Boulder-burial, Ballynacarriga, Co. Cork
Co. Cork |
Burial Sites
In a level pasture at the foot of a north-west-facing slope in Ballynacarriga, a large flat stone sits on the ground with the quiet authority of something placed rather than fallen.
This is a boulder-burial, a form of prehistoric monument found almost exclusively in south-west Ireland, in which a substantial cover-stone is raised slightly above the ground on one or more support stones, creating a low, table-like structure over what was likely a burial. They are easy to miss, lacking the height and drama of standing stones or the obvious enclosure of a stone circle, and this particular example is modest even by those standards.

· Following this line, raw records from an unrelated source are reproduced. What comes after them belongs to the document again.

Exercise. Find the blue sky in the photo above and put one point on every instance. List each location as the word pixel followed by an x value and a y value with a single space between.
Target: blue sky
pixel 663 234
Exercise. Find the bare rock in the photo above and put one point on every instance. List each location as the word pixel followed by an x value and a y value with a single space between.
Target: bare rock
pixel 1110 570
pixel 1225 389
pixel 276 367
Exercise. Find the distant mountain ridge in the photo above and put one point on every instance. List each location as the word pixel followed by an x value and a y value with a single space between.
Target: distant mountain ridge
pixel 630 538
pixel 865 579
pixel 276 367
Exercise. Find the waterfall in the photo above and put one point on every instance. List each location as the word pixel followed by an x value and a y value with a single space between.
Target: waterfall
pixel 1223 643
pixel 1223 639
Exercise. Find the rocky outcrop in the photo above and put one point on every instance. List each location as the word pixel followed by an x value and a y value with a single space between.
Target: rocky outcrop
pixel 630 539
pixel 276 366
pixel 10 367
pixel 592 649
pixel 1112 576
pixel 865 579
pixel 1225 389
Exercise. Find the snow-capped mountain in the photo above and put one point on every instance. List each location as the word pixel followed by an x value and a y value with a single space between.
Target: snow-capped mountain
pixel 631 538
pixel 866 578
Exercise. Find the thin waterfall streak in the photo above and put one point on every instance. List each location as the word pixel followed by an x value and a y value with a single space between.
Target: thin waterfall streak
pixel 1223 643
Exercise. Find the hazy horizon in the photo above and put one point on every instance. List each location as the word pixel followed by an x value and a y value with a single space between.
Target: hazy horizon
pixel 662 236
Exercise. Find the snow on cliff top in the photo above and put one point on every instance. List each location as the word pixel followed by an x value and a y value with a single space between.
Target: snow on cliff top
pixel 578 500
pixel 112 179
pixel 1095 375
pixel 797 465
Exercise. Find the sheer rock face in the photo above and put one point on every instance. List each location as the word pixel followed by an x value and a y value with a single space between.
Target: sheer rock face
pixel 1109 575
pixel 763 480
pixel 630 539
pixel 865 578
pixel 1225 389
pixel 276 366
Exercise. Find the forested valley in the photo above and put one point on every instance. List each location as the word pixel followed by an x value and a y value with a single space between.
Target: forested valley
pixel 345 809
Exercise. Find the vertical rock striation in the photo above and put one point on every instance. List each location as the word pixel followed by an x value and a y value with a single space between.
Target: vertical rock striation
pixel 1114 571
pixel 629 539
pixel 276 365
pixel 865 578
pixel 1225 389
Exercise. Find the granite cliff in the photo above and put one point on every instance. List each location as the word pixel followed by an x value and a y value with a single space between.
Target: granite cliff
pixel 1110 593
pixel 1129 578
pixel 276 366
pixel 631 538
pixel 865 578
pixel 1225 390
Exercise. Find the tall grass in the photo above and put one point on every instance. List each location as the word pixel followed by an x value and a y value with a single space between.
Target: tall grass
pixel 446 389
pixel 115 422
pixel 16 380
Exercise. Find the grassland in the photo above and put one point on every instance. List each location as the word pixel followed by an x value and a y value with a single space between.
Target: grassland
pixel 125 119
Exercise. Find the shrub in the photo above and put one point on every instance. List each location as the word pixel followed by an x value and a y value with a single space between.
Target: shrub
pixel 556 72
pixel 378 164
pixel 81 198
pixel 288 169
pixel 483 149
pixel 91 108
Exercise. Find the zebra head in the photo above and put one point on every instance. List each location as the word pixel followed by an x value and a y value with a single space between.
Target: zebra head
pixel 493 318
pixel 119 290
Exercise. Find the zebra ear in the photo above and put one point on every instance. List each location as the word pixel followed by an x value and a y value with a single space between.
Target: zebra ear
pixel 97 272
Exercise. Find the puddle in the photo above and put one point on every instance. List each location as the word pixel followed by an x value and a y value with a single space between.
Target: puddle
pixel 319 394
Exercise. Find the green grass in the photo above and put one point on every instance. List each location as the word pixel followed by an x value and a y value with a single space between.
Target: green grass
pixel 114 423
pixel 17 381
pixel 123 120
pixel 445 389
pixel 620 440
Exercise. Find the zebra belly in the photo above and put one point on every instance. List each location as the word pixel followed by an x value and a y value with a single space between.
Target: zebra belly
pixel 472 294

The cover-stone here measures 2.2 metres by 1.8 metres and sits about 1.1 metres above the ground, with one support stone visible beneath it. The site was recorded by Seán Ó Nualláin in 1978 and later included in the Archaeological Inventory of County Cork. Notably, it sits approximately 100 metres south-south-west of a second boulder-burial in the same area, which is unusual. Boulder-burials are generally thought to date to the Bronze Age, and their concentration in counties Cork and Kerry suggests a regional funerary tradition, though relatively little is known about the communities who built them or what, precisely, they placed beneath the stones.